Congresso

Pela primeira vez, Banco Central terá duas mulheres na diretoria

 

A indicação de Fernanda Nechio para a Diretoria de Assuntos Internacionais do Banco Central foi aprovada pelo plenário do Senado

 

Pela primeira vez, o Banco Central poderá ter duas mulheres em sua diretoria. A Comissão de Assuntos Econômicos (CAE) do Senado, presidida pelo senador Omar Aziz (PSD-AM) aprovou nesta terça-feira (2) a indicação de Fernanda Nechio para a Diretoria de Assuntos Internacionais do Banco Central, que ainda terá de ser aprovada pelo plenário da Casa. Hoje, Carolina Barros já comanda a Diretoria de Administração.

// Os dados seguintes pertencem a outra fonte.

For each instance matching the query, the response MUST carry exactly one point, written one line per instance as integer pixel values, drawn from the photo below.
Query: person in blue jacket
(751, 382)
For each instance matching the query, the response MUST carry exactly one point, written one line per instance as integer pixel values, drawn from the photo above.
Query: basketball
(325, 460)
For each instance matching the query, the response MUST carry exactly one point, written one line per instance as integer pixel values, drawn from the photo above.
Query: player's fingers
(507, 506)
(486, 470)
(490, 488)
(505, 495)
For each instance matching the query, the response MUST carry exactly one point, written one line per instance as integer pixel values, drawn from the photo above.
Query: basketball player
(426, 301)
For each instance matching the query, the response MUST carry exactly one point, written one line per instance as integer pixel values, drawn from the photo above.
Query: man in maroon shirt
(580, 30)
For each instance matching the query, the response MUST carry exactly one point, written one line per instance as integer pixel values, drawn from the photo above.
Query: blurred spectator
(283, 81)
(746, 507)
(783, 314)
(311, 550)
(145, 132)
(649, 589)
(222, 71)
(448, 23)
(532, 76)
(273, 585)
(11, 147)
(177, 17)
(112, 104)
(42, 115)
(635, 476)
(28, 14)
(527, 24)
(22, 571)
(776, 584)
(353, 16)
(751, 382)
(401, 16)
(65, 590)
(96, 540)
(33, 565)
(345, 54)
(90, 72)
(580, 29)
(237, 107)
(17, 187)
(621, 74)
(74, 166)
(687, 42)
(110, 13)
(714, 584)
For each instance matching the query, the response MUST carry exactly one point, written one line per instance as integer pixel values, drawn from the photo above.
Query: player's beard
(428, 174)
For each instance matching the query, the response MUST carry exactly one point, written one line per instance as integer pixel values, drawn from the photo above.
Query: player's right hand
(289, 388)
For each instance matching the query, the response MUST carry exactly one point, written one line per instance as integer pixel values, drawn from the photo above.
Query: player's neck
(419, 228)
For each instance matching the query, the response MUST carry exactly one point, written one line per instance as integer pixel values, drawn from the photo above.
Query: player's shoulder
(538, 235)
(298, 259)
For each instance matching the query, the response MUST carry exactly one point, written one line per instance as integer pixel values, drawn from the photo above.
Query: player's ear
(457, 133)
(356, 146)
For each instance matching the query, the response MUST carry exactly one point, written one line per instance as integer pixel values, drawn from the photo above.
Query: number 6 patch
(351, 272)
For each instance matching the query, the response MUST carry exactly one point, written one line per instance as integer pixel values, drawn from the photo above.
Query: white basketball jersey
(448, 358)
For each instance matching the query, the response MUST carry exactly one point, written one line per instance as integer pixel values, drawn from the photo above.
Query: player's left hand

A economista Fernanda Feitosa Nechio foi indicada para exercer cargo de diretora de Assuntos Internacionais e Riscos Corporativos no Banco Central do Brasil (BC). A mensagem da Presidência da República com a indicação (MSF 29/2019) segue com urgência para votação no Plenário.

Fernanda Nechio tem mestrado e doutorado em economia. Foi professora da Pontifícia Universidade Católica (PUC) do Rio de Janeiro e da Universidade de Berkeley, na Califórnia (EUA). Desde 2009, trabalha no Federal Reserve Bank, o Fed, banco central dos Estados Unidos, onde atualmente é consultora. É autora de várias publicações internacionais sobre política monetária e temas de interesse do Banco Central.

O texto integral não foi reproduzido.